Re: Using read_stream in index vacuum

From: Melanie Plageman <melanieplageman(at)gmail(dot)com>
To: "Andrey M(dot) Borodin" <x4mmm(at)yandex-team(dot)ru>
Cc: Junwang Zhao <zhjwpku(at)gmail(dot)com>, PostgreSQL Hackers <pgsql-hackers(at)postgresql(dot)org>, Thomas Munro <thomas(dot)munro(at)gmail(dot)com>
Subject: Re: Using read_stream in index vacuum
Date: 2024-10-23 22:04:36
Message-ID: CAAKRu_bCZJT6yLkExmTmgOa9VK+41jjpi5bVEgsEO2BiNQXZ+w@mail.gmail.com
Views: Raw Message | Whole Thread | Download mbox | Resend email
Thread:
Lists: pgsql-hackers

On Wed, Oct 23, 2024 at 4:29 PM Andrey M. Borodin <x4mmm(at)yandex-team(dot)ru> wrote:
>
> > On 23 Oct 2024, at 20:57, Andrey M. Borodin <x4mmm(at)yandex-team(dot)ru> wrote:
> >
> > I'll think how to restructure flow there...
>
> OK, I've understood how it should be structured. PFA v5. Sorry for the noise.

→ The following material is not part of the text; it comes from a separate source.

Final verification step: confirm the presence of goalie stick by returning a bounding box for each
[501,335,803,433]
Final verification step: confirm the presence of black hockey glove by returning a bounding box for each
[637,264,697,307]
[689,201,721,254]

I think this would be a bit nicer:

while (BufferIsValid(buf = read_stream_next_buffer(stream, NULL)))
{
block = btvacuumpage(&vstate, buf);
if (info->report_progress)
pgstat_progress_update_param(PROGRESS_SCAN_BLOCKS_DONE, block);
}

Maybe change btvacuumpage() to return the block number to avoid the
extra BufferGetBlockNumber() calls (those add up).

While looking at this, I started to wonder if it isn't incorrect that
we are not calling pgstat_progress_update_param() for the blocks that
we backtrack and read in btvacuumpage() too (on master as well).
btvacuumpage() may actually have scanned more than one block, so...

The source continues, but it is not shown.